- Gray Gables Location within the state of Florida
- Coordinates: 27°56′30″N 82°29′54″W﻿ / ﻿27.9416°N 82.4983°W
- Country: United States
- State: Florida
- County: Hillsborough
- City: Tampa
- Gray Gables and Bon Air combined: 921
- Time zone: UTC-5 (Eastern (EST))
- • Summer (DST): UTC-4 (EDT)
- ZIP Code: 33609

= Gray Gables (Tampa) =

Gray Gables is a neighborhood and platted subdivision within the city limits of Tampa, Florida, United States. It is located in the South Tampa area, west of Tampa's urban core and east of Dale Mabry Highway. The City of Tampa identifies the neighborhood as lying roughly between West Kennedy Boulevard to the north, South Himes Avenue to the west, West Azeele Street to the south, and Henderson Boulevard to the east. The ZIP Code serving the neighborhood is 33609.

Gray Gables is adjacent to Bon Air. As of the 2000 census, Gray Gables and Bon Air had a combined population of 921.
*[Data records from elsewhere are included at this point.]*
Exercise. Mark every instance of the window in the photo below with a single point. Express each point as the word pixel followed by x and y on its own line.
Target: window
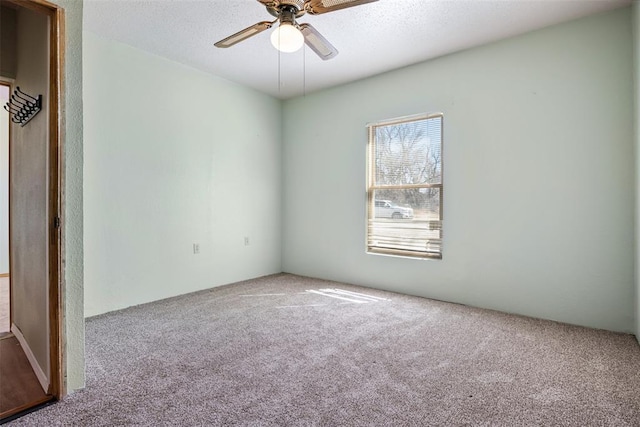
pixel 404 187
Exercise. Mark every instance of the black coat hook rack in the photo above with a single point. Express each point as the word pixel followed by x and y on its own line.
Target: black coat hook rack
pixel 23 107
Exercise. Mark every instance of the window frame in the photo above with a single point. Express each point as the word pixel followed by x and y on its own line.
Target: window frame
pixel 371 186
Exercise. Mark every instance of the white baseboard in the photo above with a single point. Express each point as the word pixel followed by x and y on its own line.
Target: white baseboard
pixel 42 377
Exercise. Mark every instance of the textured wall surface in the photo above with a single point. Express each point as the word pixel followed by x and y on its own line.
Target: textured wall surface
pixel 72 152
pixel 4 181
pixel 538 176
pixel 636 93
pixel 174 157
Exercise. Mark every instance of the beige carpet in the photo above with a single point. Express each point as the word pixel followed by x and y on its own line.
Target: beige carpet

==History and development==
The Gray Gables subdivision was originally platted in 1925. In a 2020 Tampa City Council rezoning hearing, city planning staff described the subdivision plat as containing five blocks, with original lots ranging from 50 to 148 feet in width and from 61 to 150 feet in depth. The same hearing record described the plat as part of the area's established development pattern, with a mixture of lot sizes and shapes.

Although the City of Tampa's modern neighborhood page gives Henderson Boulevard as the rough eastern boundary, the historic platted subdivision has also been described in city zoning records as bounded by Kennedy Boulevard to the north, Azeele Street to the south, Himes Avenue to the west, and Beverly Avenue to the east.

==Geography==
Gray Gables is located south of West Kennedy Boulevard and north of West Azeele Street, east of South Himes Avenue and west of Henderson Boulevard. The neighborhood is near several other South Tampa neighborhoods, including Bon Air, Palma Ceia West, Oakford Park, and Golfview.

The neighborhood is primarily residential. City zoning records have described portions of the area around Azeele Street as having a mixture of residential and office uses, particularly closer to Dale Mabry Highway.

==Government and civic life==
Gray Gables is listed by the City of Tampa among the neighborhood associations in Tampa City Council District 6. City planning and zoning records have also referred to the Gray Gables and Bon Air area together in neighborhood-association contexts.

==Infrastructure==
The City of Tampa has listed a Gray Gables water-main improvement project, identified as project WTR-22-0005. The project is intended to replace and upgrade approximately 12,722 linear feet of water mains, ranging from 2 to 12 inches in diameter, in order to improve water pressure, water quality, and system capacity. As of the city's project listing, the project was in the design phase, with construction listed for fiscal year 2026 and an estimated cost of $4,743,601.